Anyone with a basic knowledge of American civics is aware the U.S. Constitution declares federal law supreme over state law.
Here is a quick summary.
- The Constitution enumerates specific powers to the federal government.
- The Constitution leaves the powers not specifically given to the federal government to the states or to the people.
- The Constitution enumerates specific rights (speech, assembly, religion, bear arms, due process, etc) which neither the federal government nor the states can infringe.
- The Constitution provides that federal laws are supreme over state laws, but only if congress is acting in pursuit of its constitutionally authorized powers.
- The federal courts have broadly interpreted federal laws to fit under the umbrella of its constitutionally authorized powers, but there are limits.
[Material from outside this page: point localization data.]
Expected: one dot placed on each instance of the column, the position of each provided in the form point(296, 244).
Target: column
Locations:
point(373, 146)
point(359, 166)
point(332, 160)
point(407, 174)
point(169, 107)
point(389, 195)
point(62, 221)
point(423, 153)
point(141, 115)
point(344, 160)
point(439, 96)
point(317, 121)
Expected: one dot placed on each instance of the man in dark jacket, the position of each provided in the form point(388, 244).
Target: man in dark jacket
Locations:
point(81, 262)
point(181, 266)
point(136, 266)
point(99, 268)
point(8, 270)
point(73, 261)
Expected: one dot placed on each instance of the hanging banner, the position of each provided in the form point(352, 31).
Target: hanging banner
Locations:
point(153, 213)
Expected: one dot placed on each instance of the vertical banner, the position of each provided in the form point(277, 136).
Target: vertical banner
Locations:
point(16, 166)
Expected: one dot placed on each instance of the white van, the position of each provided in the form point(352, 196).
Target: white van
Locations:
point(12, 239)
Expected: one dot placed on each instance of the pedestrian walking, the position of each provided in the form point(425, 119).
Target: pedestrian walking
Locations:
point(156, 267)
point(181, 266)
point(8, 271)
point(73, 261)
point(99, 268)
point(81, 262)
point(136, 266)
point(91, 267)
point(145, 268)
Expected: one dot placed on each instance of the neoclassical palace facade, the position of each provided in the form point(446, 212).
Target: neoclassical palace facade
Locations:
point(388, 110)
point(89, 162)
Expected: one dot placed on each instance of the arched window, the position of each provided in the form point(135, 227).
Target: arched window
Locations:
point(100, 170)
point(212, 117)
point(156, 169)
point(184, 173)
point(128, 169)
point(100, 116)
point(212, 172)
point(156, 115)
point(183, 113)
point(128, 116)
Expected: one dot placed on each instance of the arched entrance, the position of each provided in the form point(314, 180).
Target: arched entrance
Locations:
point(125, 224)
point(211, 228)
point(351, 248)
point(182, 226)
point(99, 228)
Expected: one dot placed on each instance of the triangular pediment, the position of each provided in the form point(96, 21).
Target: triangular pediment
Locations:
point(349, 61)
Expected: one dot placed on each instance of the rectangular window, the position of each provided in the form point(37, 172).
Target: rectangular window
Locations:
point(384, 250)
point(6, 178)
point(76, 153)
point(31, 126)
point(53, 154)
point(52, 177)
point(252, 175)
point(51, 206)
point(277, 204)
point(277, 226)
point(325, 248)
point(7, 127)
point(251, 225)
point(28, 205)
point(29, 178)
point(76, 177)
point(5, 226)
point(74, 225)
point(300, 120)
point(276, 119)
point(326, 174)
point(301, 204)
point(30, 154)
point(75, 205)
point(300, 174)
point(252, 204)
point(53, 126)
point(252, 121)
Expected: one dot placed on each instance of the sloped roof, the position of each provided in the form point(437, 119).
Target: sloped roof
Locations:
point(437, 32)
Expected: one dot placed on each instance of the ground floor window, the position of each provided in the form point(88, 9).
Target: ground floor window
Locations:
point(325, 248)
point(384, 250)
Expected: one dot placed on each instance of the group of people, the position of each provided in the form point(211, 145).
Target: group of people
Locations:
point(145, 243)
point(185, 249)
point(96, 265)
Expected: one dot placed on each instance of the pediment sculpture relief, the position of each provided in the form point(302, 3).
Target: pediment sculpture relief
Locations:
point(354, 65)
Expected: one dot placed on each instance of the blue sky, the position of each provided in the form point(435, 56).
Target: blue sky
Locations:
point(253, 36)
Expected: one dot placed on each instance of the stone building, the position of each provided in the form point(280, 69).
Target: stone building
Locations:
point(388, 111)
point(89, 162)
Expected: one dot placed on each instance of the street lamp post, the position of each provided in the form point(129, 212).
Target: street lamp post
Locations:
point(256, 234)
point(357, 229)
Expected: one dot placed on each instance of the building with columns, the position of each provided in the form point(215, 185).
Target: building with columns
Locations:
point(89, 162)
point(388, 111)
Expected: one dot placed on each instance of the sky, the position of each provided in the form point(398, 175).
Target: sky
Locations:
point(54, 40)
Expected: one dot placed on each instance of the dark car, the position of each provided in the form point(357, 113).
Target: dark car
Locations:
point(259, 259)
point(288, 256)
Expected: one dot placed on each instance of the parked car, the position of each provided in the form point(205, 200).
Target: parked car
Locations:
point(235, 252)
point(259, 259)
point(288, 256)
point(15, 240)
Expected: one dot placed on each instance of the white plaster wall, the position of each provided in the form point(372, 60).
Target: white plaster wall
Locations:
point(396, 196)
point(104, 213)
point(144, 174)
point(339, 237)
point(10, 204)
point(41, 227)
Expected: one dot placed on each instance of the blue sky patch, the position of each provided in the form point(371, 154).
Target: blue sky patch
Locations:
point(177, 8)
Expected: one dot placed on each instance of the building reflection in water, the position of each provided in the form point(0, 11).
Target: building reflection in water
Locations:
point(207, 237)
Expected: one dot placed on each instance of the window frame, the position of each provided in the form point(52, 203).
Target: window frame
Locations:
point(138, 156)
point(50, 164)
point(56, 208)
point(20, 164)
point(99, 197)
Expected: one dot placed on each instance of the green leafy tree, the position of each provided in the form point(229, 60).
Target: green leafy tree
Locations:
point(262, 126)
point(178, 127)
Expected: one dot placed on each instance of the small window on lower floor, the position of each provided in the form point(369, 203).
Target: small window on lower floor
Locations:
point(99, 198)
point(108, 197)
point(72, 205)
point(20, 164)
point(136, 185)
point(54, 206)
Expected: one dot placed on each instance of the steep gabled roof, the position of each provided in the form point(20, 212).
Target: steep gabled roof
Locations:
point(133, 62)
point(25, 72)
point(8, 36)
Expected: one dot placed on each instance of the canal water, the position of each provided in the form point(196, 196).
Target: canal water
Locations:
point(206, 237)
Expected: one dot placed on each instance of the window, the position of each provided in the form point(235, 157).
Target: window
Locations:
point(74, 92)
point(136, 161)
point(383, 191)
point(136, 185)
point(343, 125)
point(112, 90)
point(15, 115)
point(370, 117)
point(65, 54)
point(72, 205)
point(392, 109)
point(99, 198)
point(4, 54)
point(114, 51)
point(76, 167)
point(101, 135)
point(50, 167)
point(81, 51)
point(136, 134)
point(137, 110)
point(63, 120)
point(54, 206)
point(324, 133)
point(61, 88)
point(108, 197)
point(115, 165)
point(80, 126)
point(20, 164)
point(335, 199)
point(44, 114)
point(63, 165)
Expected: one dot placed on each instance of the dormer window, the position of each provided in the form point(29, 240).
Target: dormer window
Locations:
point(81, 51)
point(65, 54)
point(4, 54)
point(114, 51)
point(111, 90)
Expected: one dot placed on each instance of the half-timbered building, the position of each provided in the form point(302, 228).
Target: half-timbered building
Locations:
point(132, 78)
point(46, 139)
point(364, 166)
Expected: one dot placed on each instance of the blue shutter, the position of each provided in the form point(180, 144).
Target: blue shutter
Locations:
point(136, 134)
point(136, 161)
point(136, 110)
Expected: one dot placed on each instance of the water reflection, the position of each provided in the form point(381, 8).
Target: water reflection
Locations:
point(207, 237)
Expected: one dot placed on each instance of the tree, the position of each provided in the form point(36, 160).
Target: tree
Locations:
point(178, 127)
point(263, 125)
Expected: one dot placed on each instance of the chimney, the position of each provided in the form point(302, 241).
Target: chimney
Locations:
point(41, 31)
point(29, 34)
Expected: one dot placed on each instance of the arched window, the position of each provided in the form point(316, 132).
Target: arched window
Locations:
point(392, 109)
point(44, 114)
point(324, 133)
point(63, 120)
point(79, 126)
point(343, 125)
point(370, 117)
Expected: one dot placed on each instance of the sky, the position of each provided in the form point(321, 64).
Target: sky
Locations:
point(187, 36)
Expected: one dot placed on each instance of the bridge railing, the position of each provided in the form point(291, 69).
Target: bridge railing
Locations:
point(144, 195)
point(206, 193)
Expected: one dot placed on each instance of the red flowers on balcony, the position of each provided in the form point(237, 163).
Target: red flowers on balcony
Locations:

- The fight over federal supremacy is often over the Commerce Clause, which provides that the federal government may regulate commerce with foreign nations, and among the several states, and with the indian tribes.
- The argument that Kansas is making is that a product made in Kansas, sold in Kansas, and kept in Kansas doesn’t not implicate the Commerce clause as it is not commerce among states. Therefore, Kansas claims that it rather than the federal government gets to regulate the activity.
- Kansas may lose that argument, but its law is not unconstitutional (as the Star would have you believe) because the attorney general says so. That office is a political one and it was once held by John Ashcroft.
- The constitutionality of the laws in question will be determined by the federal courts.